Daniel Lemire's blog

, 2 min read

Counting cycles and instructions on ARM-based Apple systems

In my blog post Counting cycles and instructions on the Apple M1 processor, I showed how we could have access to “performance counters” to count how many cycles and instructions a given piece of code took on ARM-based mac systems. At the time, we only had access to one Apple processor, the remarkable M1. Shortly after, Apple came out with other ARM-based processors and my current laptop runs on the M2 processor. Sadly, my original code only works for the M1 processor.

Thanks to the reverse engineering work of ibireme, a software engineer, we can generalize the approach.

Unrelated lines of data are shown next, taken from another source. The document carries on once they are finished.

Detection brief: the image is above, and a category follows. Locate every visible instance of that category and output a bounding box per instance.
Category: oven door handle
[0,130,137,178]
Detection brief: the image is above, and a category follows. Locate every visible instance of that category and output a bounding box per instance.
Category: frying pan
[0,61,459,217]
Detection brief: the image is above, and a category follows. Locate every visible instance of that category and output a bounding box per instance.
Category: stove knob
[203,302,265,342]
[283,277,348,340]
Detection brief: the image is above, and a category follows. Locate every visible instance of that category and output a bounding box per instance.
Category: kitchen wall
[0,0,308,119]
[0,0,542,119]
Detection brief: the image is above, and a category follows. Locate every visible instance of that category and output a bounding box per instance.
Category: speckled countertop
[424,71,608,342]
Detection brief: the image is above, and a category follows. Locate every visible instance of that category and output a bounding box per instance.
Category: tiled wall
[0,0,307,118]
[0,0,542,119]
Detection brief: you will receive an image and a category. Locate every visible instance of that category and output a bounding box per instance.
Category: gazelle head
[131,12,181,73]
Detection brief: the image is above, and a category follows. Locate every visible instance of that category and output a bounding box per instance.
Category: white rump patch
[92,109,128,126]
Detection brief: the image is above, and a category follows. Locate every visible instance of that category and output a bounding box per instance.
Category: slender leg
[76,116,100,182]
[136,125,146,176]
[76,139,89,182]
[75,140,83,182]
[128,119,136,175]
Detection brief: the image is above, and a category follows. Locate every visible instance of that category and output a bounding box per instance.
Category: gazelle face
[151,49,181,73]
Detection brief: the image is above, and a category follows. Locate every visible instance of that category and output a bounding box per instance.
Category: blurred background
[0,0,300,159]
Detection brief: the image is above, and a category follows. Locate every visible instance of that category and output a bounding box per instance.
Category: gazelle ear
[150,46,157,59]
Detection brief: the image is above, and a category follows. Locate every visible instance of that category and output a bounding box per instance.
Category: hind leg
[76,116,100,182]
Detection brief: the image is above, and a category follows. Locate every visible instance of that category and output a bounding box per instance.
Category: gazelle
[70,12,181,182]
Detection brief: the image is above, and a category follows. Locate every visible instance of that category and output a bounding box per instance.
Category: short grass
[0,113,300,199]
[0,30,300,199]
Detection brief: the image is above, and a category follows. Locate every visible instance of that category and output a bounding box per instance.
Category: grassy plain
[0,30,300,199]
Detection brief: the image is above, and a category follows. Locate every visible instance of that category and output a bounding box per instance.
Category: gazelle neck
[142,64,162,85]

We have further extended my original code so that it works under both Linux and on ARM-based macs. The code has benefited from contributions from Wojciech Muła and John Keiser.

For the most part, you setup a global event_collector instance, and then you surround the code you want to benchmark by collector.start() and collector.end(), pushing the results into an event_aggregate:

#include "performancecounters/event_counter.h"

event_collector collector;

void f() {
  event_aggregate aggregate{};
  for (size_t i = 0; i < repeat; i++) {
   collector.start();
   function(); // benchmark this function
   event_count allocate_count = collector.end();
   aggregate << allocate_count;
  }
}

And then you can query the aggregate to get the average or best performance counters:

aggregate.elapsed_ns() // average time in ns
aggregate.instructions() // average # of instructions
aggregate.cycles() // average # of cycles
aggregate.best.elapsed_ns() // time in ns (best round)
aggregate.best.instructions() // # of instructions (best round)
aggregate.best.cycles() // # of cycles (best round)

I updated my original benchmark which records the cost of parsing floating-point numbers, comparing the fast_float library against the C function strtod:

# parsing random numbers
model: generate random numbers uniformly in the interval [0.000000,1.000000]
volume: 10000 floats
volume = 0.0762939 MB
                           strtod     33.10 ns/float    428.06 instructions/float
                                      75.32 cycles/float
                                       5.68 instructions/cycle
                        fastfloat      9.53 ns/float    193.78 instructions/float
                                      27.24 cycles/float
                                       7.11 instructions/cycle

The code is freely available for research purposes.